En même temps il fit un signe à Marguerite, qui approcha deux verres de bière sur un plateau; mais la vieille dame n’avait plus soif; elle repoussa le plateau et les verres si rudement, que mademoiselle Marguerite, qui paraissait avoir quelques privilèges dans la maison, en fut blessée.
– Voyons, voyons, dit la comtesse en regardant M. Flageot par-dessous ses lunettes, expliquons-nous un peu, s’il vous plaît.
– Je le veux bien, dit M. Flageot. Demeurez, Marguerite; madame consentira peut-être à boire tout à l’heure. Expliquons-nous.
– Oui, expliquons-nous, si vous le voulez bien, car vous êtes inconcevable aujourd’hui, mon cher monsieur Flageot; on dirait, ma parole, que la tête vous a tourné depuis les chaleurs.
– Ne vous irritez pas, madame, dit l’avocat en faisant manœuvrer son fauteuil sur les deux pieds de derrière pour s’éloigner de la comtesse, ne vous irritez pas et causons.
– Oui, causons. Vous dites que vous n’avez pas de fille, monsieur Flageot?
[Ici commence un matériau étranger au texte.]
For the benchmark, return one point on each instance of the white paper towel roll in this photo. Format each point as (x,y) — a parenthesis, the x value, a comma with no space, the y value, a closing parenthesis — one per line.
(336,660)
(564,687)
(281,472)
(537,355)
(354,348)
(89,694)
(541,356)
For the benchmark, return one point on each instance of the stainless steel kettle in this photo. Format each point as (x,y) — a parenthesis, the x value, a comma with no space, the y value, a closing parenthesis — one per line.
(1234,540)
– Non, madame, et je le regrette bien sincèrement, puisque cela paraissait vous être agréable, quoique…
– Quoique? répéta la comtesse.
– Quoique, pour moi, j’aimerais mieux un garçon; les garçons réussissent mieux ou plutôt tournent moins mal dans ces temps-ci.
Madame de Béarn joignit les deux mains avec une profonde inquiétude.
– Quoi! dit-elle, vous ne m’avez pas fait mander à Paris par une sœur, une nièce, une cousine quelconque?
– Je n’y ai jamais songé, madame, sachant combien le séjour de Paris est dispendieux.
– Mais mon affaire?
– Je me réserve de vous tenir au courant quand elle sera appelée, madame.
– Comment, quand elle sera appelée?
– Oui.
– Elle ne l’est donc pas?
– Pas que je sache, madame.
– Mon procès n’est pas évoqué?
– Non.
– Et il n’est pas question d’un prochain appel?
– Non, madame! mon Dieu, non!
– Alors, s’écria la vieille dame en se levant, alors on m’a jouée, on s’est indignement moqué de moi.
M. Flageot hissa sa perruque sur le haut de son front en marmottant.
– J’en ai bien peur, madame.
– Maître Flageot!… s’écria la comtesse.
L’avocat bondit sur sa chaise et fit un signe à Marguerite, laquelle se tint prête à soutenir son maître.
– Maître Flageot, continua la comtesse, je ne tolérerai pas cette humiliation, et je m’adresserai à M. le lieutenant de police pour qu’on retrouve la péronnelle qui a commis cette insulte vis-à-vis de moi.
– Peuh! fit M. Flageot; c’est bien chanceux.
– Une fois trouvée, continua la comtesse emportée par la colère, j’intenterai une action.